We feel it is important to not only have our horses looking well but also ourselves out of respect for the judges.
It is always more pleasing to the eye when you see a well turned out horse and handler in the ring. In my opinion gentlemen should wear shirts and ties and, if possible, a suit and bowler. Ladies should wear a hacking jacket and preferably a riding hat or hunt cap.
You regularly show horses with warmblood breeding. What are your preferences in this regard. And do you breed most of your stock, or buy them in as foals?
In terms of producing show horses, we breed all our own, so we only have the choice of whatever our horses produce. It's infinitely much easier to go out and buy a potential show horse as you have the choice of the foal crop of the entire country. But as far as our breeding policy is concerned, we always attempt to match the mare and the sire.

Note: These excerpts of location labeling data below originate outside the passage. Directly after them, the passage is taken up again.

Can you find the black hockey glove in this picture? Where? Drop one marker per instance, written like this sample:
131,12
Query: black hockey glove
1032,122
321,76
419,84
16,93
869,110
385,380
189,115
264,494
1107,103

We don't generally have any prejudice to the various breeds. A good horse is a good horse no matter how it is bred. It just so happened that the warmblood cross seemed to work well on the mares we are breeding from.
What advice can you give exhibitors who feel disheartened after a bad day in the ring?
Doctors differ, patients die. The same goes for the judging of horses, and what one judge may like, the other may not. You have to take the good with the bad, and always try and walk out with a smile on your face. There will always be another day. If I adopted a negative attitude every time I was beaten I wouldn't be where I am today.
Finally, what makes a winner in the show ring?
A good horse stands out because of the 'X factor' that they possess. Their presence seems to draw the eye. Initially the judge should be looking for the overall picture that fills his eye in the ring.
Then they should be looking for a good, correct mover, and finally move on to the finer points of conformation.